Reducing Payment Errors and Stopping Fraud in Medicare

Reducing Payment Errors and Stopping Fraud in Medicare


Reducing Payment Errors and Stopping Fraud in Medicare. 7 May 2002. Washington: United States Department of Health and Human Services.

CMS is taking a two-pronged approach to reducing payment errors: educate providers to reduce mistakes and “Addressing program vulnerabilities by promoting voluntary compliance while focusing anti-fraud resources on the small fraction of providers trying to defraud the program.”

According to CMS Medicare error rates have been dropping rapidly. “Medicare’s estimated error rate has fallen by more than half, from 14 percent in fiscal year 1996 to 6.3 percent in fiscal year 2001, according to annual independent reviews conducted by the HHS Office of Inspector General (OIG). The error rate measures payments made by Medicare which are not properly supported by health care providers’ documentation or which otherwise do not meet Medicare reimbursement requirements. The error rate does not measure fraud or abuse in the Medicare program.”

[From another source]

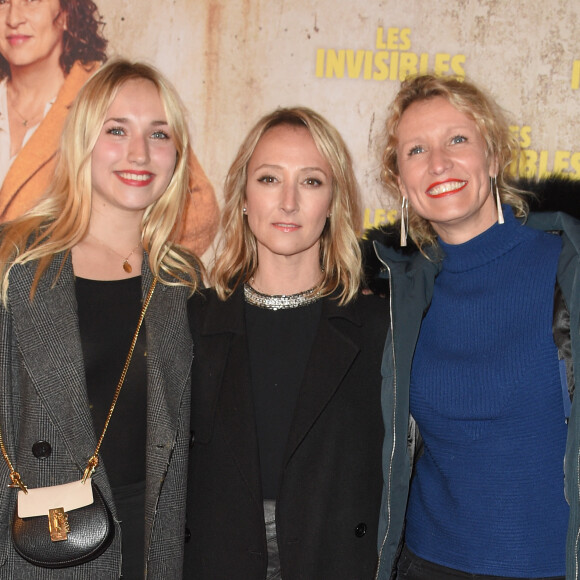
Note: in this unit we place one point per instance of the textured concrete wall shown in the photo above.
(234, 60)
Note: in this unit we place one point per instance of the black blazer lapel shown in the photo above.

CMS is starting to help Medicaid programs measure payment accuracy. “CMS is working with states to develop Medicaid payment accuracy measurement (PAM) methodologies that can be used both on a state-specific and national basis. In fiscal year 2002, CMS received $2.7 million in Health Care Fraud and Abuse Control (HCFAC) Program funds to continue an initiative that would develop a single payment accuracy measurement methodology appropriate to all states. The nine states that applied and were approved to participate in a pilot program were Louisiana, Minnesota, Mississippi, New York, North Carolina, North Dakota, Texas, Washington and Wyoming. While most of the pilots are focusing on fee-for-service payments, Minnesota will be addressing the validation of managed care encounter data. The initial pilot studies will be completed by the end of 2002. CMS plans to expand the PAM pilot to about 15 states in fiscal year 2003.”